Analyst Sees No Major Concerns on Regulatory Front for Abbott-St. Jude Medical Deal
As Abbott Laboratories (ABT) - Get Report and St. Jude Medical (STJ) work on getting regulatory approval for their merger, Wedbush Securities analyst Tao Levy wrote in a July 15 note that he does not see major concerns on that front besides "some relatively minor divestitures" that may be needed for the deal to go through.
On July 11, Abbott Park, Ill.-based Abbott and St. Paul, Minn.-based St. Jude Medical received a second request from the Federal Trade Commission on the transaction.
Abbott said April 28 it would spend $30.7 billion including assumed debt to acquire St. Jude Medical. Abbott said in the announcement that St. Jude's heart-failure devices, atrial fibrillation products and technology to manage cardiac rhythm, mesh well with its own product lineup, which includes coronary stents.
In his note, Levy said that at this point, he doesn't expect to see any rival offers to emerge for St.
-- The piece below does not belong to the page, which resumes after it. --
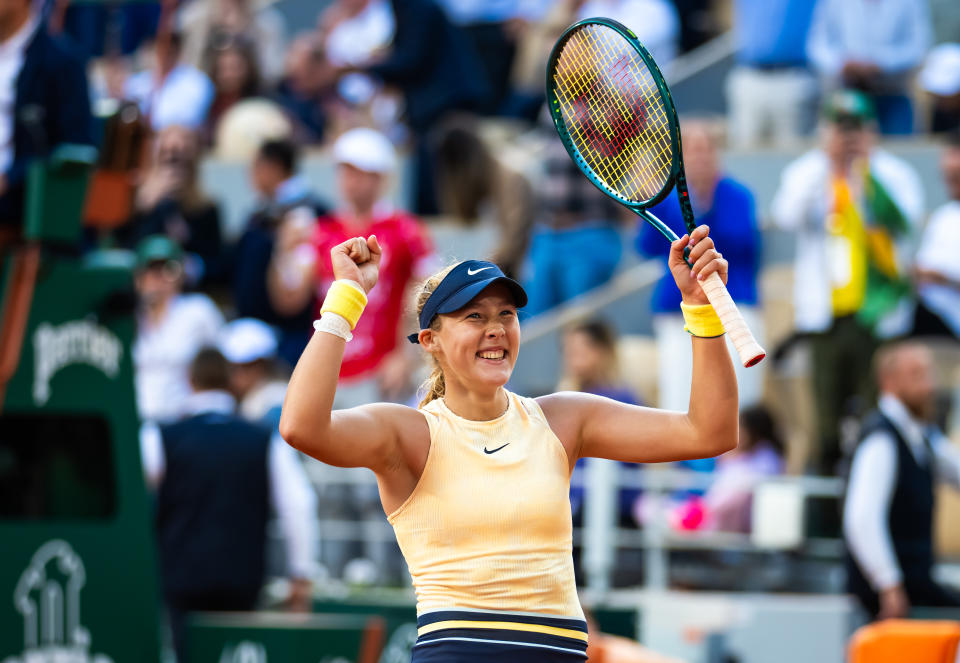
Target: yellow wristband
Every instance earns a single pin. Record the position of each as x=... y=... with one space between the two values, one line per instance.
x=701 y=321
x=346 y=299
Jude, pointing to the "strong strategic fit and minor overlap between ABT and STJ's product pipeline and portfolios."
Levy wrote that with the deal expected to close by year-end, "the unlikelihood of a competing bid, and no major concerns on the regulatory front," he downgraded St. Jude Medical's stock to neutral from outperform. Levy upped the price target to $84 from $70 to reflect the value of Abbott's offer.
In afternoon trading on Friday, shares of St. Jude Medical were changing hands at $80.50, down 0.28% and Abbott shares were trading at $42.12, down 0.38%.
Both companies are scheduled to report second quarter results before the open on July 20.
Analysts expect St. Jude to report adjusted earnings per share of $1.06 on revenue of $1.55 billion, and analysts are forecasting adjusted EPS of 53 cents on revenue of $5.25 billion for Abbott, according to Bloomberg data.